Segundo especialistas, a apuração deve pressionar o uso do Pix, sistema de pagamentos instantâneos, com motivos que vão além do embate político. O Pix, apontam, apresenta vantagens financeiras para empresas e consumidores, o que pode influenciar o equilíbrio de custos no setor financeiro brasileiro.
As afirmações são feitas por Rodrigo Simões, economista e professor da Faculdade do Comércio. Ele aponta que o Pix é um fenômeno global que afeta o faturamento de empresas de processamento de pagamentos, já tendo resultando em perdas estimadas em cerca de R$ 2 bilhões para companhias associadas ao varejo de pagamento.

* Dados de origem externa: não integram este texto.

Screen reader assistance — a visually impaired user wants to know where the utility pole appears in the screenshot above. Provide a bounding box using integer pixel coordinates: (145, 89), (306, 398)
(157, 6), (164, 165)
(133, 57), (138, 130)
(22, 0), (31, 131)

Contexto econômico e tecnológica
Analistas ressaltam que há interesse de diversos países em replicar o modelo brasileiro de pagamentos instantâneos. Estudos e conversas internacionais — especialmente na Ásia e na União Europeia — indicam potencial de adoção de soluções de liquidação rápida, o que amplia o foco de governanças e regulações sobre sistemas de pagamento.
A discussão, ainda segundo o especialista, é predominantemente econômica, envolvendo vantagens competitivas entre mercados e impactos no fluxo de receitas de empresas de processamento de pagamentos com cartão. O tema envolve, portanto, tanto aspectos técnicos do sistema quanto dinâmicas de mercado globais.